In den Medien wurde das Lieferkettengesetz in den letzten Wochen heftig diskutiert. Auch in Brüssel gingen die Wogen hoch. Ich will nun den Rahmen dazu erklären. Der Gesetzgebungsprozess für europäische Gesetze ist üblicherweise der folgende: Die Europäische Kommission schlägt ein Gesetz vor. Das Europäische Parlament, im jeweiligen Fachausschuss, und der Rat, also die Vertreter:innen der Mitgliedstaaten, arbeiten mit diesem Gesetzesvorschlag weiter. Sie ändern ihn so ab, wie sie ihn für am praktikabelsten zur Zielerreichung halten. Das Parlament und der Rat stimmen dann jeweils ihre Verhandlungsposition ab.

Luiza Puiu

Mit diesen Verhandlungsmandaten gehen sie in die sogenannten Trilogverhandlungen: Dabei sitzen Vertreter:innen von Kommission, Parlament und Rat um einen Tisch und versuchen einen gemeinsamen Nenner zu finden. Das kleine Verhandlungsteam gibt dabei regelmäßig ihren Kolleg:innen, die nicht mit am Verhandlungstisch sitzen, Rückmeldung. Es ist Aufgabe der Verhandler:innen dafür zu sorgen, dass bei den Schlussabstimmungen die Mehrheit gegeben ist.

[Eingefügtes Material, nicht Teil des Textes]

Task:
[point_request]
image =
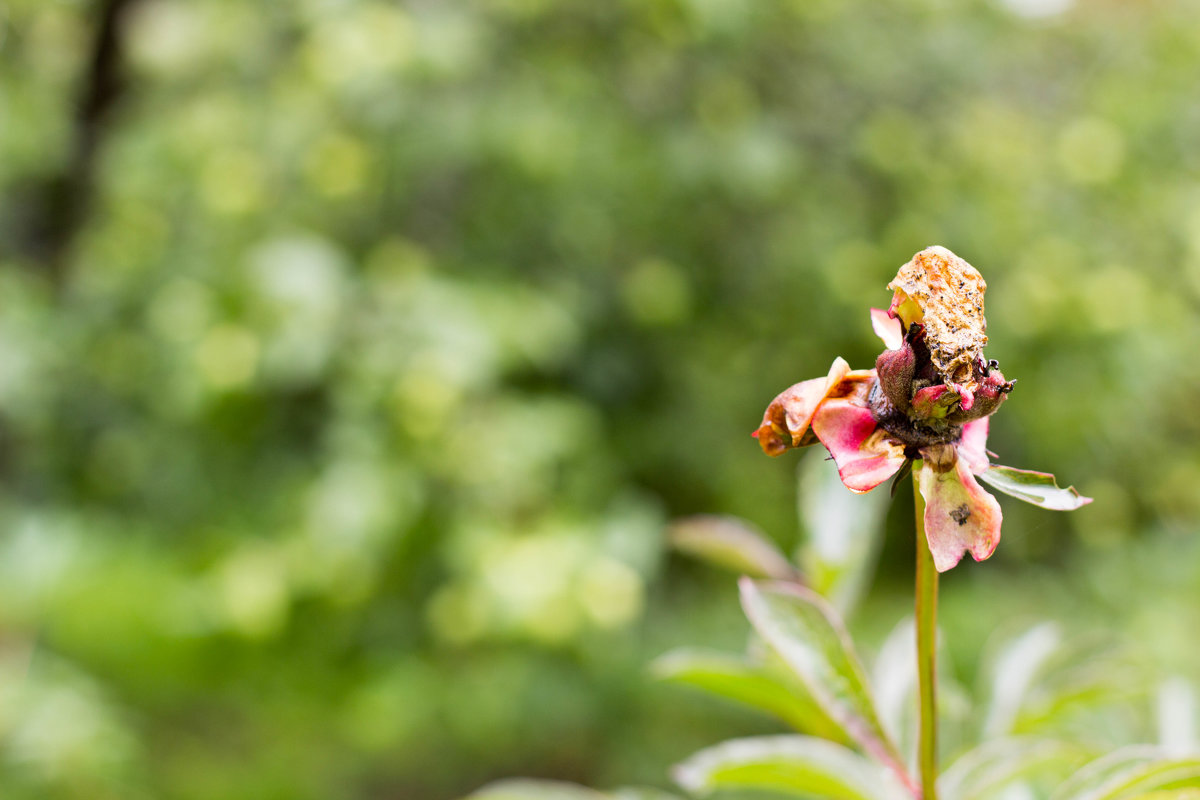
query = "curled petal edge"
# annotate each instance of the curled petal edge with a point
(960, 516)
(864, 452)
(973, 445)
(789, 416)
(1037, 488)
(887, 328)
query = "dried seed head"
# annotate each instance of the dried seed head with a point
(945, 294)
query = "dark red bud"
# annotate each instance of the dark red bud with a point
(895, 371)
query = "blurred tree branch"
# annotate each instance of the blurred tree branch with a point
(57, 205)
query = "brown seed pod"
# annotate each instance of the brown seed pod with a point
(945, 294)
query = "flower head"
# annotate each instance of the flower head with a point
(928, 400)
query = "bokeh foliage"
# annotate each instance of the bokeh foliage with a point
(340, 432)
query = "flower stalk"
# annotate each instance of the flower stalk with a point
(927, 649)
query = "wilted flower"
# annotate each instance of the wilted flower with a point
(928, 398)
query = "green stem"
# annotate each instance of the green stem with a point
(927, 645)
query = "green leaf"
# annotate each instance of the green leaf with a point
(843, 531)
(797, 765)
(805, 632)
(732, 543)
(1013, 673)
(894, 680)
(1129, 774)
(637, 793)
(1038, 488)
(1177, 716)
(741, 681)
(533, 789)
(529, 789)
(999, 763)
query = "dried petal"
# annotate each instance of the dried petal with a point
(789, 415)
(887, 328)
(865, 453)
(960, 516)
(934, 402)
(945, 294)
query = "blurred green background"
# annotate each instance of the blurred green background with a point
(353, 355)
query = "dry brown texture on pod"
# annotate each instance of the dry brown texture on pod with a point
(949, 295)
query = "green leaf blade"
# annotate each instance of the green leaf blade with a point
(801, 767)
(1038, 488)
(731, 543)
(735, 679)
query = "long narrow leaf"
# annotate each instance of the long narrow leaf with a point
(1038, 488)
(732, 543)
(797, 765)
(843, 533)
(810, 639)
(1000, 763)
(1014, 672)
(1105, 770)
(531, 789)
(736, 679)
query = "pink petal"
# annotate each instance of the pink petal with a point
(973, 445)
(887, 328)
(864, 452)
(960, 517)
(789, 415)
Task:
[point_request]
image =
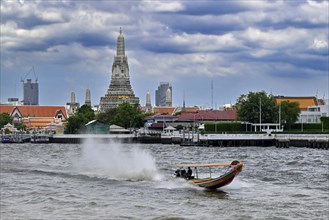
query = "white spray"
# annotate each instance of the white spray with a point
(116, 161)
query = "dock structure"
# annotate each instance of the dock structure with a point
(209, 140)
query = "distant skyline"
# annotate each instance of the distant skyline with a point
(277, 46)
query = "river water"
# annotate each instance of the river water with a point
(133, 181)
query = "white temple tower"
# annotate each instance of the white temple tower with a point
(120, 90)
(88, 100)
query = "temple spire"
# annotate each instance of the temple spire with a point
(120, 44)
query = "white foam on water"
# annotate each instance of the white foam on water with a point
(115, 161)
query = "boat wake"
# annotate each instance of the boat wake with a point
(115, 161)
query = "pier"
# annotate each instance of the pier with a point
(318, 141)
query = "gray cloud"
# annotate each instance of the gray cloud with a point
(185, 42)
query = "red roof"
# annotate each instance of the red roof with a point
(164, 110)
(209, 115)
(34, 110)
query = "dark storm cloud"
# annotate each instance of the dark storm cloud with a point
(198, 8)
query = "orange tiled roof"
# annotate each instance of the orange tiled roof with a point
(191, 109)
(164, 110)
(34, 110)
(304, 102)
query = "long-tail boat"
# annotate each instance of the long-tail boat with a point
(233, 169)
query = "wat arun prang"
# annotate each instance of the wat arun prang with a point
(120, 90)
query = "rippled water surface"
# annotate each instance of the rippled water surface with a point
(133, 181)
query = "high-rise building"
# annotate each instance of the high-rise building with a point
(72, 106)
(168, 98)
(31, 92)
(161, 94)
(88, 99)
(148, 102)
(120, 90)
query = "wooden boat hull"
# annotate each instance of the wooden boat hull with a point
(214, 183)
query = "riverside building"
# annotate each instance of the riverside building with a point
(163, 97)
(120, 90)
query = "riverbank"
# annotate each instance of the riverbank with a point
(217, 140)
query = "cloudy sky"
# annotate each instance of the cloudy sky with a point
(243, 45)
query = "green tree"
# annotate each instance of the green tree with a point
(128, 116)
(249, 107)
(5, 118)
(289, 113)
(76, 123)
(107, 116)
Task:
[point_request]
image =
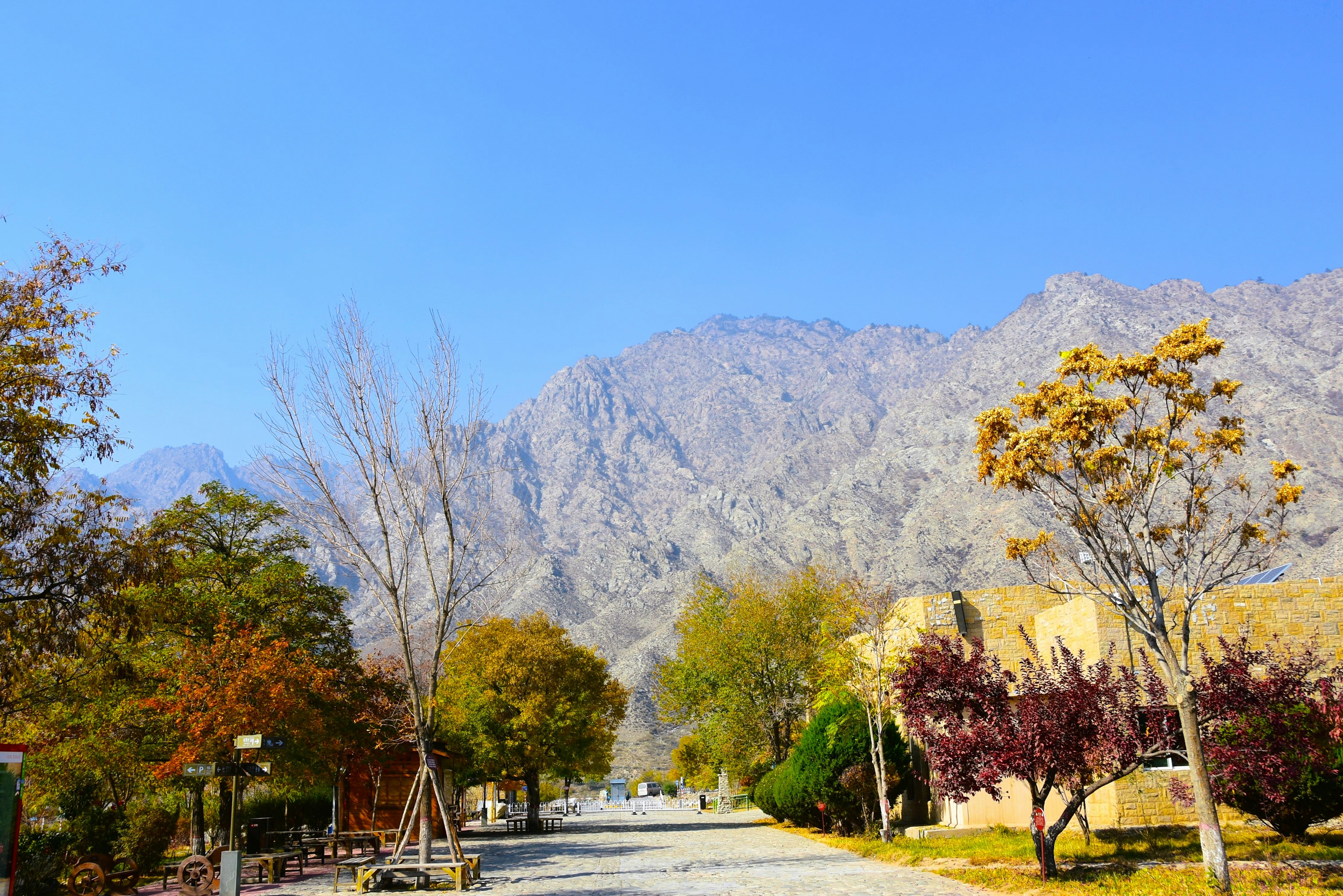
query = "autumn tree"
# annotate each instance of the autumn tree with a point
(1274, 734)
(880, 634)
(528, 702)
(390, 473)
(1060, 725)
(64, 554)
(750, 660)
(1135, 464)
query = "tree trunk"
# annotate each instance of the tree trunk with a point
(378, 793)
(1205, 806)
(198, 820)
(1051, 868)
(426, 823)
(534, 801)
(226, 809)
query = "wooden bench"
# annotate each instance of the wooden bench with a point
(548, 824)
(354, 866)
(459, 872)
(272, 860)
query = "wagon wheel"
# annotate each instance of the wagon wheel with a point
(86, 879)
(195, 875)
(124, 875)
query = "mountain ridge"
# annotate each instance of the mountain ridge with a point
(773, 442)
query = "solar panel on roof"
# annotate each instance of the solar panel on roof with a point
(1268, 577)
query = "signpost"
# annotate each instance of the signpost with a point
(237, 769)
(11, 812)
(1037, 821)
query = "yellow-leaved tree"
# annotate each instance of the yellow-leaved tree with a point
(1145, 477)
(526, 701)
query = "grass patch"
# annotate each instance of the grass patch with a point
(1126, 845)
(1153, 882)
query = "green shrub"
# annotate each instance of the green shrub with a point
(762, 794)
(791, 797)
(42, 862)
(145, 835)
(311, 809)
(93, 821)
(834, 742)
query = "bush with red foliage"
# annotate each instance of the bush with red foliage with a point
(1274, 734)
(1060, 725)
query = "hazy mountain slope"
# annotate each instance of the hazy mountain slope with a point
(775, 442)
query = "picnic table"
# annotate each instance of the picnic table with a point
(273, 866)
(548, 824)
(273, 862)
(364, 840)
(460, 872)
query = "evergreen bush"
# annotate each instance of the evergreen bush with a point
(43, 862)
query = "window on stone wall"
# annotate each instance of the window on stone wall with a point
(1172, 722)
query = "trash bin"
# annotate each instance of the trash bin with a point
(256, 836)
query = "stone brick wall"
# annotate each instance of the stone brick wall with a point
(1296, 612)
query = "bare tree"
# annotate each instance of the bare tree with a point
(880, 633)
(390, 473)
(1131, 460)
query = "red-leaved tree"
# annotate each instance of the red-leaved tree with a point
(1272, 725)
(1060, 725)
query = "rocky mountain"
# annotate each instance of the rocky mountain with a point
(160, 476)
(773, 442)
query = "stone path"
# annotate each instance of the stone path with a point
(673, 854)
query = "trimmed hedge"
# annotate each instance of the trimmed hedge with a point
(834, 742)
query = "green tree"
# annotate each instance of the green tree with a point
(1145, 475)
(230, 632)
(750, 661)
(691, 760)
(832, 765)
(527, 701)
(64, 553)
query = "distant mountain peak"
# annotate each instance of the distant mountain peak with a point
(160, 476)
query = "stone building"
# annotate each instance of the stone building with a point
(1296, 610)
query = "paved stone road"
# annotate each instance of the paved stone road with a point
(675, 854)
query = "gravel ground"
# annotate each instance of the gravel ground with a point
(679, 854)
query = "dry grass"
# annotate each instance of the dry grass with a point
(1153, 882)
(1004, 860)
(1129, 845)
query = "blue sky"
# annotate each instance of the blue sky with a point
(566, 179)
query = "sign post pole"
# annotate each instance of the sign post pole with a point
(11, 812)
(1037, 819)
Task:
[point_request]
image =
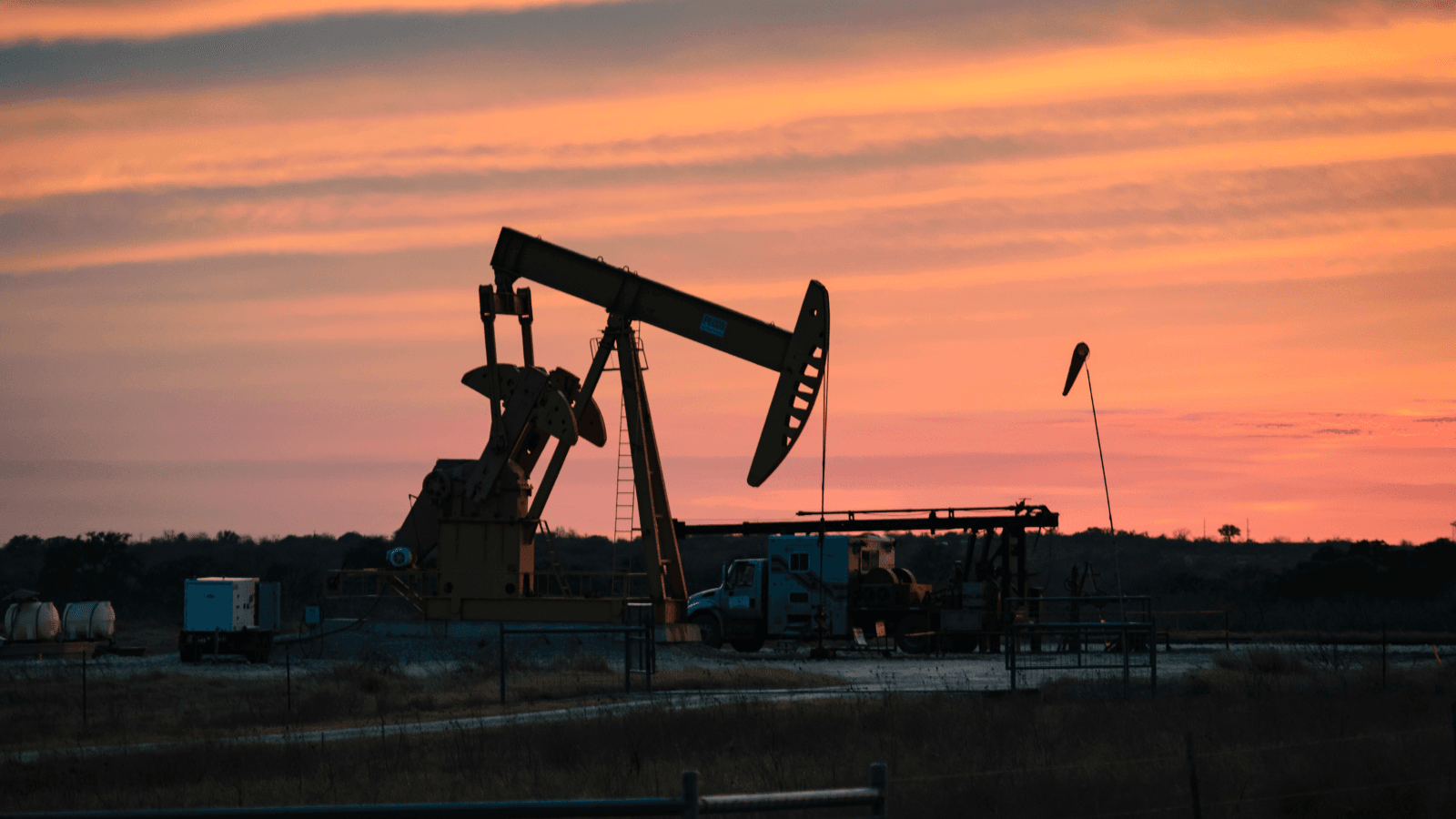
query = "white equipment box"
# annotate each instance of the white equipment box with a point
(228, 603)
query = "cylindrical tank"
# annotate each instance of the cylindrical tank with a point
(94, 620)
(33, 622)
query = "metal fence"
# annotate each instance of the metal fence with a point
(689, 804)
(1081, 632)
(638, 644)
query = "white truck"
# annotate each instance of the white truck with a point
(852, 576)
(229, 615)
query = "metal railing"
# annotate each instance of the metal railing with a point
(1081, 636)
(641, 634)
(689, 804)
(587, 583)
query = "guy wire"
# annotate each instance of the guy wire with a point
(1111, 530)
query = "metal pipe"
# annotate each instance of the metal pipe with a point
(691, 800)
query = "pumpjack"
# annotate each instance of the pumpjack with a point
(466, 550)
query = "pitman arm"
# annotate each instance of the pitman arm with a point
(798, 358)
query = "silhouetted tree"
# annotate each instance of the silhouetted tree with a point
(91, 569)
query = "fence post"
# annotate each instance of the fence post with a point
(881, 783)
(1382, 654)
(691, 794)
(1453, 722)
(1193, 778)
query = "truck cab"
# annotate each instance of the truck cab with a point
(778, 596)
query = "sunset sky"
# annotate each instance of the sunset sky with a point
(239, 245)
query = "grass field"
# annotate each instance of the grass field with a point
(1273, 734)
(44, 710)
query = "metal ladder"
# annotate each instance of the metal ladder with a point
(625, 525)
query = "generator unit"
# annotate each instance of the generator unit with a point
(229, 615)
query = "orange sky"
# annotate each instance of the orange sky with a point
(239, 245)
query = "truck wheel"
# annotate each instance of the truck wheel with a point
(912, 625)
(710, 629)
(749, 646)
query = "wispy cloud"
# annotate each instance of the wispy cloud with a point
(245, 230)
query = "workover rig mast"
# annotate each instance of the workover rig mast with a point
(466, 548)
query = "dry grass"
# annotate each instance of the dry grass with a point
(1274, 736)
(44, 710)
(1341, 749)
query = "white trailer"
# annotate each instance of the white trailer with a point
(228, 615)
(854, 577)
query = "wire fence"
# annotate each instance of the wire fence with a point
(689, 804)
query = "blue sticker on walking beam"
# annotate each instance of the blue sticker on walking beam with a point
(713, 325)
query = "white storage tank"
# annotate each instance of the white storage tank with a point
(94, 620)
(33, 622)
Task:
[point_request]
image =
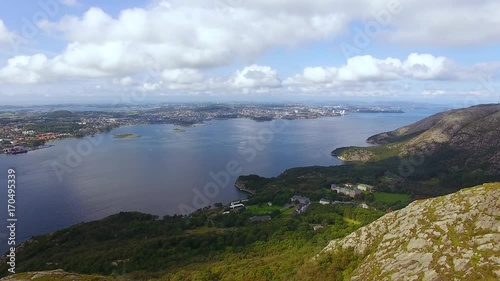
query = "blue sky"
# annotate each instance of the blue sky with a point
(85, 51)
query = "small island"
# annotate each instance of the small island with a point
(127, 136)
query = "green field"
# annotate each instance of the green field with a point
(351, 221)
(391, 197)
(264, 209)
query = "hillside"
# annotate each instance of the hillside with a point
(454, 237)
(458, 138)
(57, 274)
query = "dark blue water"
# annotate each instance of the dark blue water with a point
(168, 171)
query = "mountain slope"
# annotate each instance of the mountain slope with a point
(453, 237)
(461, 138)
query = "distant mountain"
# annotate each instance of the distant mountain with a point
(453, 237)
(458, 139)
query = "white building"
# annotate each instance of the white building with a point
(365, 187)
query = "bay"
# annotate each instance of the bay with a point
(169, 169)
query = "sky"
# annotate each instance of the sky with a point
(124, 51)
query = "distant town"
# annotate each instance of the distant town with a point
(24, 129)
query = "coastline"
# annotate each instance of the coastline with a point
(242, 187)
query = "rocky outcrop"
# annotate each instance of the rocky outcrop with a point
(453, 237)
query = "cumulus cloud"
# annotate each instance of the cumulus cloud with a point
(368, 68)
(124, 81)
(255, 76)
(69, 3)
(182, 40)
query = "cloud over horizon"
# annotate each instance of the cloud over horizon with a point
(183, 44)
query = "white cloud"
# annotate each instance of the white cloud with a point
(69, 3)
(181, 41)
(255, 76)
(124, 81)
(182, 76)
(368, 68)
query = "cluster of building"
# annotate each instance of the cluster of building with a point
(351, 190)
(304, 203)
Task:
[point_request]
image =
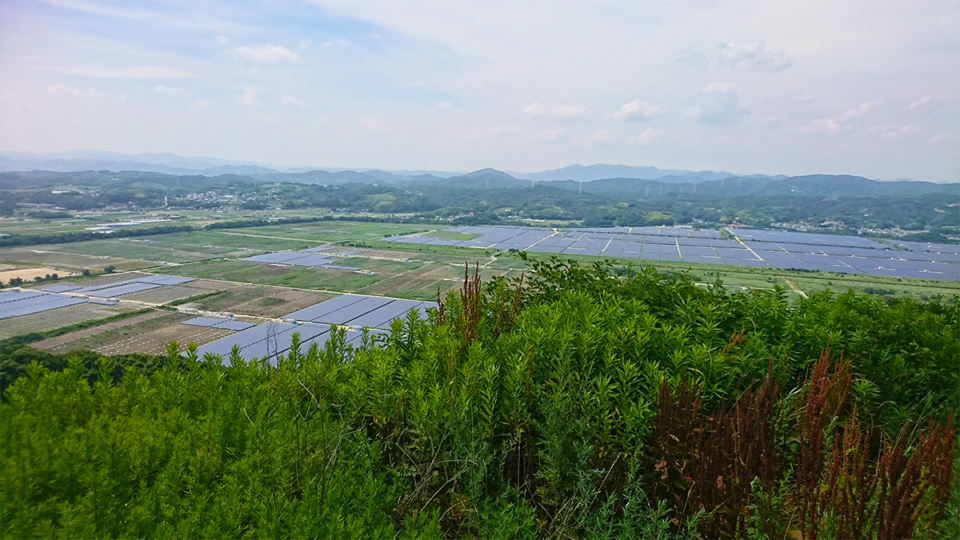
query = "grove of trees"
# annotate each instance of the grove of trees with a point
(571, 403)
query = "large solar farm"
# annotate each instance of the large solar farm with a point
(247, 291)
(772, 249)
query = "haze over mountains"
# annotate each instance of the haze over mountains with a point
(614, 181)
(85, 160)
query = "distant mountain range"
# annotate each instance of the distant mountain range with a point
(95, 160)
(613, 181)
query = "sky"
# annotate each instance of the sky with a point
(869, 88)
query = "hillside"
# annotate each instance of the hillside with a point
(578, 405)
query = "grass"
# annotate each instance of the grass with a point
(448, 235)
(33, 337)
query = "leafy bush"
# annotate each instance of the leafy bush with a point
(572, 402)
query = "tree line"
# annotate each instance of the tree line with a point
(571, 402)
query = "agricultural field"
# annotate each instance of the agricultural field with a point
(223, 283)
(149, 335)
(57, 318)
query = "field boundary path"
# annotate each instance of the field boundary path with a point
(795, 288)
(50, 343)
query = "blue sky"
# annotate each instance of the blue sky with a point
(866, 88)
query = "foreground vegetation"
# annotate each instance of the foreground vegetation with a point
(574, 403)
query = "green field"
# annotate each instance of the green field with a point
(415, 271)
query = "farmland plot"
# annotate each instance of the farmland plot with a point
(57, 318)
(148, 336)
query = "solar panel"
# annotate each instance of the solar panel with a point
(208, 322)
(310, 260)
(59, 288)
(347, 314)
(164, 280)
(381, 317)
(11, 296)
(87, 290)
(314, 312)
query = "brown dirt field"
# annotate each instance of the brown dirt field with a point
(52, 344)
(206, 284)
(404, 282)
(27, 274)
(148, 336)
(71, 261)
(156, 342)
(253, 300)
(292, 300)
(163, 295)
(399, 255)
(57, 318)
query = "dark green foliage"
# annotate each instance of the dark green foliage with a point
(573, 403)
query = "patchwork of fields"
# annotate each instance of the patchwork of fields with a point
(270, 277)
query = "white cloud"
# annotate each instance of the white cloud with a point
(475, 133)
(133, 72)
(638, 110)
(373, 124)
(717, 104)
(249, 97)
(923, 105)
(892, 132)
(551, 136)
(291, 101)
(823, 126)
(648, 136)
(858, 111)
(753, 57)
(941, 137)
(168, 91)
(841, 123)
(603, 137)
(271, 54)
(560, 112)
(693, 60)
(59, 89)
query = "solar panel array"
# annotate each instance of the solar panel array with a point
(853, 255)
(271, 340)
(307, 257)
(760, 248)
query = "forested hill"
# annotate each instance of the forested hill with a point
(581, 404)
(820, 185)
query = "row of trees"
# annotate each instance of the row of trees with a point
(617, 205)
(573, 403)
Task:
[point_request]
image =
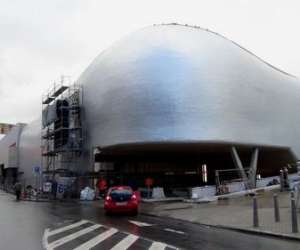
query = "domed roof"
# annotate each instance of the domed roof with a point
(175, 83)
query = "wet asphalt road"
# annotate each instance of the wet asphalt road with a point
(25, 225)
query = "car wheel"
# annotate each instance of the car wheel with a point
(135, 212)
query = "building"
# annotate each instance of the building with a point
(5, 128)
(168, 100)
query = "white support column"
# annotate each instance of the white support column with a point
(253, 168)
(238, 164)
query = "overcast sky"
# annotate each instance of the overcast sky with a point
(43, 39)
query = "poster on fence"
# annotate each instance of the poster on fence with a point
(63, 184)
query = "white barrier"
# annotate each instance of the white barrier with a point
(158, 193)
(203, 192)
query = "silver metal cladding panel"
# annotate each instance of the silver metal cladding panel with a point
(172, 83)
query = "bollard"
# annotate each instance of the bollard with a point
(294, 216)
(255, 213)
(276, 208)
(292, 195)
(281, 181)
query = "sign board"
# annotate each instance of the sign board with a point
(47, 187)
(36, 169)
(149, 182)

Für die Parlamentsseite heißt das, dass die Verhandler:innen dafür sorgen müssen, dass die großen politischen Parteien den Kompromiss mittragen und somit im Plenum den ausverhandelten Deal unterstützen. Für die Ratsseite bedeutet es, dass es wichtig ist, dass eine Mehrheit der Staaten das finale Ergebnis unterstützt. Teilweise liegen die Anfangspositionen, mit denen die Institutionen in die Verhandlungen gehen, aber weit auseinander. Es ist deshalb essentiell, dass sie ihren Kolleg:innen regelmäßig über den Verlauf der Verhandlungen berichten und besprechen, wenn sie sich vom jeweiligen Ausgangsmandat entfernen, um zur Einigung zwischen den Institutionen zu kommen. Dabei können Parlament und Rat ihrem Verhandlungsteam auch rote Linien aufzeigen, die das Verhandlungsteam nicht überschreiten soll, weil sonst einzelne Länder im Rat oder Parteien im Parlament bei der Schlussabstimmung nicht mehr mitstimmen können.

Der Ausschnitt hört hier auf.